Dicesi sindrome di Peter Pan quella situazione psicologica in cui si trova una persona che si rifiuta o è incapace di crescere, di diventare adulta e di assumersi delle responsabilità. Applicata al calcio, potrebbe chiamarsi sindrome di Spalletti: le sue squadre costruiscono sempre percorsi importanti, macinano risultati, spesso fanno anche bel gioco; al momento più importante, però, mancano sempre di qualcosa.

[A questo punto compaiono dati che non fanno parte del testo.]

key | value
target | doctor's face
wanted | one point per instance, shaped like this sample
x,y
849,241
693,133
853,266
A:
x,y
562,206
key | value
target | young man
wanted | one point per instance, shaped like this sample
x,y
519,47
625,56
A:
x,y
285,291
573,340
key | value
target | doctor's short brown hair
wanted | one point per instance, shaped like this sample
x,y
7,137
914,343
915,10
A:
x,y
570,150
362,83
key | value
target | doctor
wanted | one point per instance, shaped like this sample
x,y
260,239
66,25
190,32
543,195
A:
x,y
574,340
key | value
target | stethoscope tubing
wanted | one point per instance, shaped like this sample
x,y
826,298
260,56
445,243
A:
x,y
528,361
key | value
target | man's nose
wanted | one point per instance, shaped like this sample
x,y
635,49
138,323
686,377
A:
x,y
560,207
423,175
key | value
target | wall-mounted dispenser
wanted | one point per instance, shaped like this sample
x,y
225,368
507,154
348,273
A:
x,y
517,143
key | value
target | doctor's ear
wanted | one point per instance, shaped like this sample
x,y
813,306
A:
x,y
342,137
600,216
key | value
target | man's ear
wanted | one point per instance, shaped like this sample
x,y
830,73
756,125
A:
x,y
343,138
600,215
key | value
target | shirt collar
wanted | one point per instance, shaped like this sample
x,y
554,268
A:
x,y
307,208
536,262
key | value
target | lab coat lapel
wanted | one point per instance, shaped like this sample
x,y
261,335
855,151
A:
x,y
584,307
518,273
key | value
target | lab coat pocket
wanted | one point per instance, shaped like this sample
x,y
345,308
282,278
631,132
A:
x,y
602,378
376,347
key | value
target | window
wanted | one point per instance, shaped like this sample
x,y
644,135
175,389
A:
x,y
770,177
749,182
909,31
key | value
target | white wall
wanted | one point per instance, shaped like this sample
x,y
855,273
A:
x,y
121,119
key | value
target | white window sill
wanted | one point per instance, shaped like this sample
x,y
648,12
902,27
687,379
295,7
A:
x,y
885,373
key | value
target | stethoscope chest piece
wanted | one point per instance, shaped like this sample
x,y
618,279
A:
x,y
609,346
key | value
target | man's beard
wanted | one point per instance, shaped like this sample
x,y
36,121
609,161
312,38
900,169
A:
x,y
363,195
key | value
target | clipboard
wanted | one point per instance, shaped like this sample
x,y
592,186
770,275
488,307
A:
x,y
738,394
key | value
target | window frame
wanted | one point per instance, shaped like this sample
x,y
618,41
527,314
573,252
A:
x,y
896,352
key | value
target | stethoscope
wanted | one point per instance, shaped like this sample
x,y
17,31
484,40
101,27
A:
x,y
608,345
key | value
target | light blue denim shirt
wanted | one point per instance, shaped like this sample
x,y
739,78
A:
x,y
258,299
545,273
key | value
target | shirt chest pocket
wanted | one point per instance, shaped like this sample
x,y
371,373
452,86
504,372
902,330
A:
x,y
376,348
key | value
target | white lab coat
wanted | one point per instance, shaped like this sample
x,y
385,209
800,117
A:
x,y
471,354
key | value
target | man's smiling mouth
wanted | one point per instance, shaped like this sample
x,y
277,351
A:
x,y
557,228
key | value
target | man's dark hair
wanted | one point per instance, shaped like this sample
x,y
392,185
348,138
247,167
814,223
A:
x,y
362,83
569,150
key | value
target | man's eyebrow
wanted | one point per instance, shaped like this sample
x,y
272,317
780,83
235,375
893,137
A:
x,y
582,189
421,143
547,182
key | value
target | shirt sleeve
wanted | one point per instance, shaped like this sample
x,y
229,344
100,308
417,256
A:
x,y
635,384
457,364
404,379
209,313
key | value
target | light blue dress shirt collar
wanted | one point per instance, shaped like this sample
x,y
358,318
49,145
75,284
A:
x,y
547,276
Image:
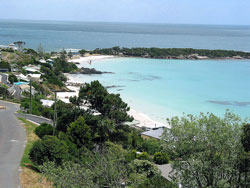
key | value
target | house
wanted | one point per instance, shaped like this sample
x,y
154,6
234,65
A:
x,y
47,103
4,70
42,61
26,88
35,77
155,133
32,68
22,77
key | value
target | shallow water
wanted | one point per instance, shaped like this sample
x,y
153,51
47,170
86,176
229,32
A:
x,y
165,88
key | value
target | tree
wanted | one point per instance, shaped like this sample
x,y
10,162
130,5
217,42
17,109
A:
x,y
102,168
205,150
245,155
12,78
40,50
151,146
110,106
245,138
70,54
80,133
50,148
44,129
143,156
161,158
3,91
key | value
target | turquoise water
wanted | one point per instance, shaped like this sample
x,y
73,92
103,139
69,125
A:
x,y
89,35
166,88
20,83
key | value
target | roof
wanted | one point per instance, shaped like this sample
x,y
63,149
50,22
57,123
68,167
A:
x,y
34,75
31,70
42,61
165,170
48,103
154,133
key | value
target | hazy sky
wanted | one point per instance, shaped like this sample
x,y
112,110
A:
x,y
152,11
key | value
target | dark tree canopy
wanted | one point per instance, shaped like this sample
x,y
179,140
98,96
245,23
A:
x,y
109,105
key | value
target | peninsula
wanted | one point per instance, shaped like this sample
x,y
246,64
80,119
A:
x,y
172,53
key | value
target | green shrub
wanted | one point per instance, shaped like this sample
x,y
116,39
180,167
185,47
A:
x,y
143,156
12,78
161,158
50,148
44,129
151,146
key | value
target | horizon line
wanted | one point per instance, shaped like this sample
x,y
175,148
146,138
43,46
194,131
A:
x,y
122,22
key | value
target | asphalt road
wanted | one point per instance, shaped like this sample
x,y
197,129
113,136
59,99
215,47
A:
x,y
5,79
12,140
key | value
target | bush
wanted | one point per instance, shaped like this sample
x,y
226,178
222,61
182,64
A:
x,y
50,148
143,156
44,129
12,78
161,158
144,167
151,146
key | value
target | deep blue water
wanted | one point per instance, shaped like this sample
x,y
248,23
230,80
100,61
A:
x,y
158,88
89,35
166,88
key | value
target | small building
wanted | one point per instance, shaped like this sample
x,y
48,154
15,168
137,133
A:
x,y
22,77
26,88
35,77
47,103
4,70
32,68
155,133
42,61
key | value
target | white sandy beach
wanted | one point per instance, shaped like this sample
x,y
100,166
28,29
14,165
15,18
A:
x,y
143,119
87,59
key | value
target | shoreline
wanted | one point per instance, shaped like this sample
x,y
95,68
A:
x,y
143,119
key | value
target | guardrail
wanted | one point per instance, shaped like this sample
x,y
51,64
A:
x,y
34,118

Anche l’Inter rischia di caderne vittima.
Dopo il Tottenham, domenica sera i nerazzurri hanno perso un’altra grandissima occasione contro la Roma: quella di entrare definitivamente in una dimensione diversa, da grande squadra. Un’altra partita giocata più o meno bene (paradossalmente meglio a Londra che all’Olimpico, nonostante il risultato), con qualità negli interpreti e nell’interpretazione, dimostrando di potersela giocare alla pari contro tutti, su due campi difficili. Eppure in entrambi i casi è mancato qualcosa. In Inghilterra un po’ di mentalità e di coraggio, col limite di speculare sullo 0-0 e finire inevitabilmente puniti come quasi sempre accade nel calcio a chi si accontenta. All’Olimpico un po’ di cattiveria e precisione, per portare a casa la vittoria in un match in cui i nerazzurri hanno dato quasi sempre l’impressione di essere superiori (e probabilmente lo erano davvero, almeno di questa Roma così raffazzonata).
C’è differenza anche fra i rimpianti, però. La sconfitta contro il Tottenham fa molto più male (adesso la qualificazione in Champions è a serio rischio, dipende tutta dal Barcellona) ma è anche molto più accettabile: ci sta perdere a Wembley, contro una delle squadre più forti della Premier League. Ci vuole tempo per conquistare consapevolezza in Europa: la stessa Juventus di Conte che spadroneggiava in Serie A ci mise tre anni di figuracce continentali prima di diventare una potenza. Non si poteva pretendere che l’Inter, alla prima gara da dentro fuori dopo sei anni di assenza dalla Champions, fosse già pronta: serve pazienza.
Contro la Roma era diverso. Un po’ perché in Italia l’Inter ha già intrapreso un percorso importante, acquisendo una certa mentalità che tutto sommato ha mostrato pure ieri all’Olimpico: nel bene e nel male, tra mille errori e imprecisioni, ha fatto la partita per 90 minuti, fuori casa. Un po’ perché tutto sembrava essere dalla parte dei nerazzurri: le assenze in casa giallorossa (Dzeko, El Shaarawy, De Rossi e Pellegrini), gli episodi (sempre in vantaggio nei momenti più difficili), persino l’arbitraggio di Rocchi e del Var che si sono persi per strada un rigore evidente su Zaniolo sul punteggio di 0-0. Un errore giudicato “inconcepibile” dal presidente dell’Aia, Marcello Nicchi. Nonostante ciò, l’Inter non è riuscita a battere una Roma ridotta ai minimi termini, che ha giocato una gara generosa (la migliore dell’ultimo mese), dimostrando di essere ancora dalla parte del suo allenatore Eusebio Di Francesco, ma comunque molto modesta allo stato attuale.
Sul piano del risultato Spalletti può comunque sorridere: un pareggio all’Olimpico non si butta mai via, specie con questa situazione di classifica. In Serie A gli obiettivi veri sono solo due, il primo posto o il quarto, non c’è via di mezzo, il secondo non conta quasi nulla: e visto che lo scudetto ormai è andato (o forse non è mai stato un’opzione realistica), resta la qualificazione in Champions; tenere la Roma a nove punti di distanza col ritorno da giocare a San Siro è una conquista importante. Però l’Inter era entrata nella prima curva decisiva della stagione sapendo di dover affrontare tre grandi partite: Tottenham, Roma e Juventus. Le prime due sono andate così così, se anche la terza dovesse finir male (ed è possibile: una sconfitta a Torino è nell’ordine delle cose) ecco che l’esame di maturità, il salto di qualità definitivo sarebbe quantomeno rimandato. Nessun dramma, per carità: tutti gli obiettivi stagionali sono ancora alla portata. Ma nessuna grande Inter: solo questa nuova Inter di Spalletti, che chissà se crescerà mai davvero, come il suo tecnico.